Сегодня историки спорят о том, необходима была или нет такая жестокая ломка русского «тысячелетнего» уклада. Появляются книги, вроде исследования Юрия Жукова «Иной Сталин» (М., Вагриус, 2003), где события сталинской эпохи оцениваются не с позиции эмоционального к ним отношения (хотя как иначе относиться к гибели миллионов твоих соотечественников?), а с точки зрения исторической целесообразности, которой придерживался Сталин и, кстати, по мнению Юрия Жукова, потерпел неудачу.
В любом случае восторженное отношение русского писателя к тому, что его соотечественники миллионами умирают с голоду на Украине, на Дону, на Кавказе, в этих хлебных житницах, ради того, чтобы страна могла заплатить Германии проценты по кредитам (так объясняет массовое изъятие у крестьян хлеба в конце 1920-х годов Юрий Жуков), не может быть оправдано ничем, и здесь безусловно правы и Бунин, и Леонид Андреев, и впоследствии Солженицын.
Другое дело, что, возвращаясь в СССР, Горький надеялся затеять со Сталиным «свою игру» и, надо признать, многого добился на этом поле. Но, как справедливо писал эмигрантский критик Георгий Адамович: «Судить Горького, конечно, никто сейчас (в 1936 году, в год его смерти. — П. Б.) не вправе. Однако мы вправе сказать, что он всегда претендовал, — и претендовал основательно, — на авторитет не только узко-художественный, но и моральный, что он был у самой черты духовного величия — и потерпел под конец жизни ужасное крушение».
Все чаще мы говорим о трагедии Максима Горького. Но раз мы имеем дело с трагедией, стало быть, должен существовать не только внешний, но и внутренний конфликт в этой судьбе, скрытый за внешними фактами.
В любой трагедии с античных времен есть своя неумолимая логика (рок). Логику горьковской судьбы можно оценить только в контексте его эпохи. При ближайшем рассмотрении она оказывается
Мысль Блока о «конце гуманизма», несомненно, была близка Горькому. Ведь еще в апреле 1917 года, когда интеллигенция страны ликовала по поводу относительно бескровной победы Февральской революции, Горький в газете «Новая жизнь» с тревогой писал: «Вокруг нас во всем мире грозно совершается трагедия! Все мощные силы мировой истории ныне приведены в движение, все человеко-звери сорвались с цепей культуры, разорвали ее тонкие ризы и пакостно обнажились, — это явление, равное катастрофе, сотрясает устои социальных отношений до основания» («Несвоевременные мысли»).
Всем сердцем приветствуя Февраль, — «…русский народ обвенчался со Свободой. Будем верить, что от этого союза в нашей стране… родятся новые сильные люди» (цикл статей «Революция и культура»), — он в то же время ни на минуту не забывал о «трагедии» и «катастрофе».
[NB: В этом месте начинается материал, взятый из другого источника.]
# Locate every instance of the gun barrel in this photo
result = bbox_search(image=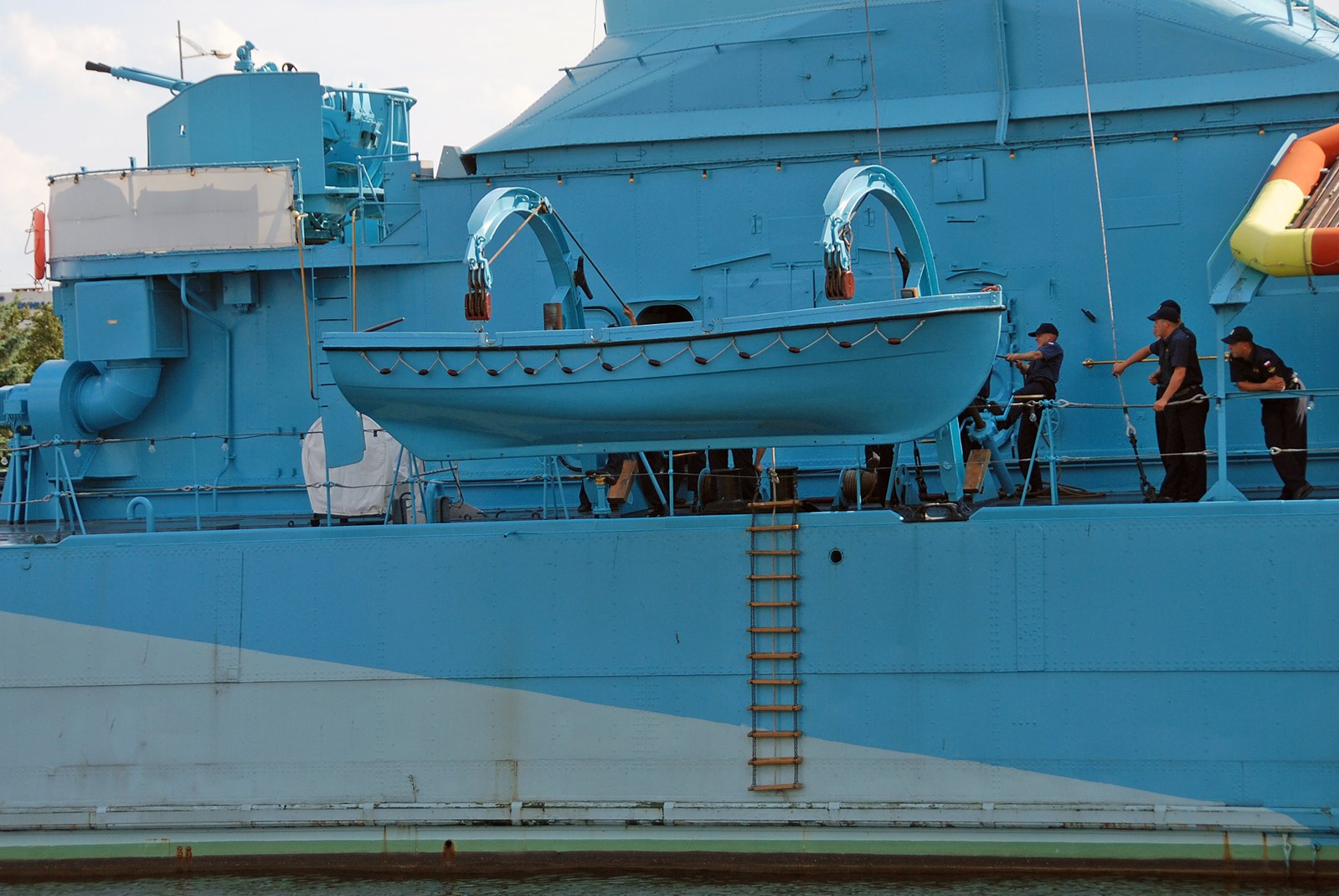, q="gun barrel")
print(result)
[85,62,192,91]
Этот катастрофизм в сознании Горького неверно объяснять исключительно тем тяжелым впечатлением, которое произвела на него мировая война (постоянная больная тема горьковских выступлений тех лет), а также внутренними событиями в революционной России. Он имел куда более глубокие истоки в жизненной и духовной биографии Горького.
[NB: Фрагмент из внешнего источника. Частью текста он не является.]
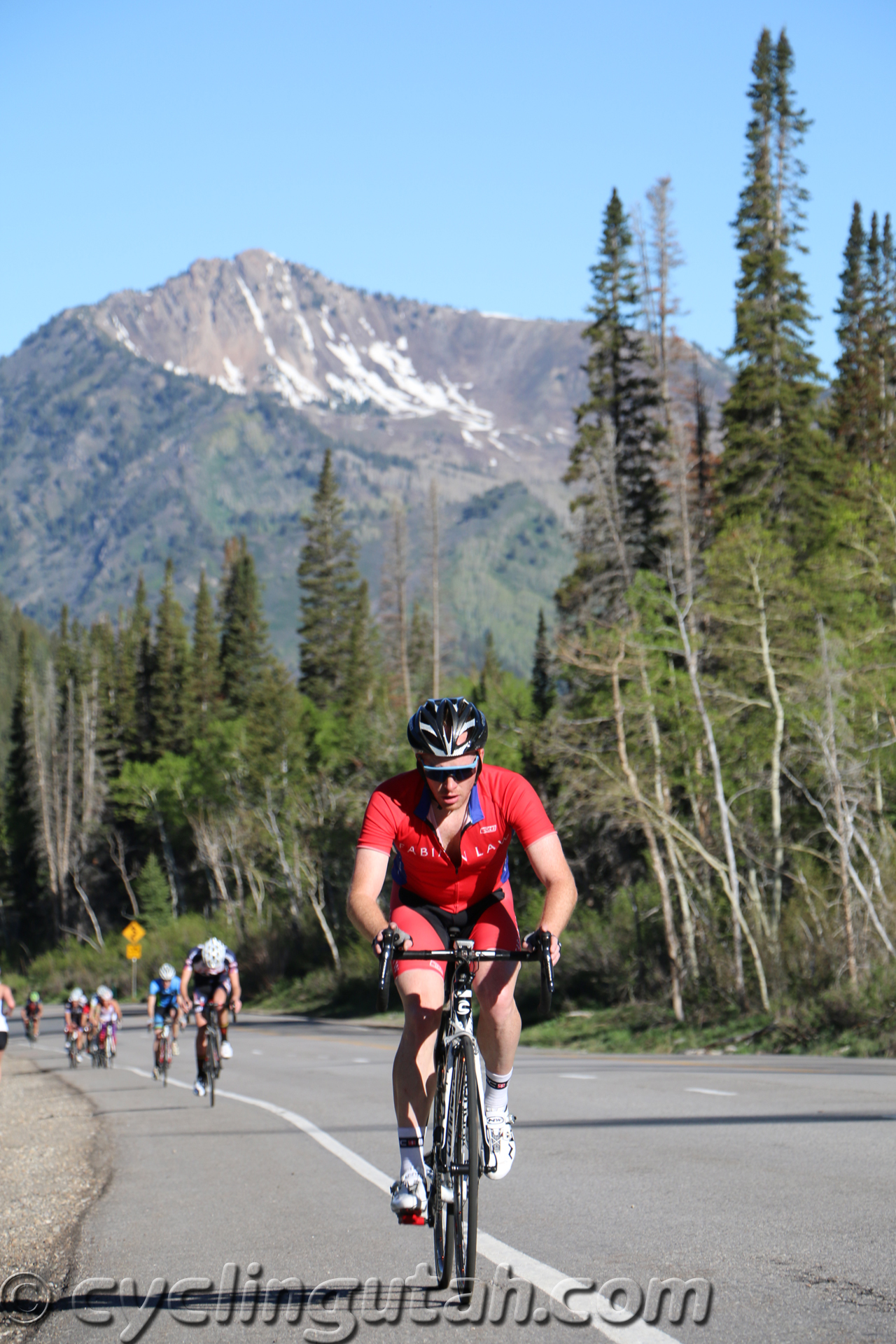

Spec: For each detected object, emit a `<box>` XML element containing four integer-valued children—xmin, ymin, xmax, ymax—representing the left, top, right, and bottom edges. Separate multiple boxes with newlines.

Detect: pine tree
<box><xmin>557</xmin><ymin>188</ymin><xmax>665</xmax><ymax>622</ymax></box>
<box><xmin>867</xmin><ymin>211</ymin><xmax>895</xmax><ymax>465</ymax></box>
<box><xmin>4</xmin><ymin>629</ymin><xmax>38</xmax><ymax>937</ymax></box>
<box><xmin>832</xmin><ymin>202</ymin><xmax>873</xmax><ymax>465</ymax></box>
<box><xmin>298</xmin><ymin>449</ymin><xmax>371</xmax><ymax>710</ymax></box>
<box><xmin>532</xmin><ymin>610</ymin><xmax>556</xmax><ymax>719</ymax></box>
<box><xmin>150</xmin><ymin>556</ymin><xmax>190</xmax><ymax>755</ymax></box>
<box><xmin>719</xmin><ymin>28</ymin><xmax>832</xmax><ymax>548</ymax></box>
<box><xmin>219</xmin><ymin>536</ymin><xmax>272</xmax><ymax>714</ymax></box>
<box><xmin>190</xmin><ymin>570</ymin><xmax>220</xmax><ymax>736</ymax></box>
Отказ от признания Высшей воли, стоящей над человеком и неподвластной его разуму, — не просто в плане личного безбожия, но как философский «момент истины», — создал широкую перспективу развития европейского гуманизма. Этот процесс, захвативший Европу времен Возрождения, Реформации и Просвещения, возникает в России в XVIII — начале XIX века, получив свое выражение в Петровских реформах, а затем в идеологии и практике декабристов. На протяжении XIX века гуманизм в России видоизменялся (шестидесятничество, народничество, анархизм, марксизм), но внутренняя суть его оставалась неизменной. В конечном итоге он вел к отказу от христианства.
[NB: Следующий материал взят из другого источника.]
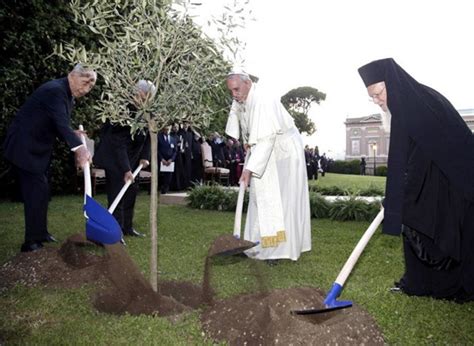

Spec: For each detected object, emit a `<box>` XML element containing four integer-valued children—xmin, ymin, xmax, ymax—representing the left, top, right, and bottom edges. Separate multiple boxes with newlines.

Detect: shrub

Свое наиболее логически завершенное и вместе с тем парадоксальное выражение гуманизм в России обрел в мощной фигуре Горького, появившейся на русском горизонте в 90-е годы позапрошлого века.
В молодом возрасте Горький испытал различные философские влияния: от идей французского Просвещения и рационализма Гёте до позитивизма Ж. М. Гюйо, романтизма Рескина и пессимизма Шопенгауэра. В его нижегородской библиотеке начала 1890-х годов рядом с «Историческими письмами» идеолога народничества Лаврова и первым томом «Капитала» Маркса стояли книги Гартмана, Штирнера и Ницше.
Страсть молодого Горького к философскому чтению нельзя объяснить только любознательностью. Поистине «горький» опыт детских и юношеских лет, очень рано развившийся этический максимализм и ненависть к злу вынуждали его искать более глубокие корни страданий человеческих, чем те, что лежали на поверхности жизни.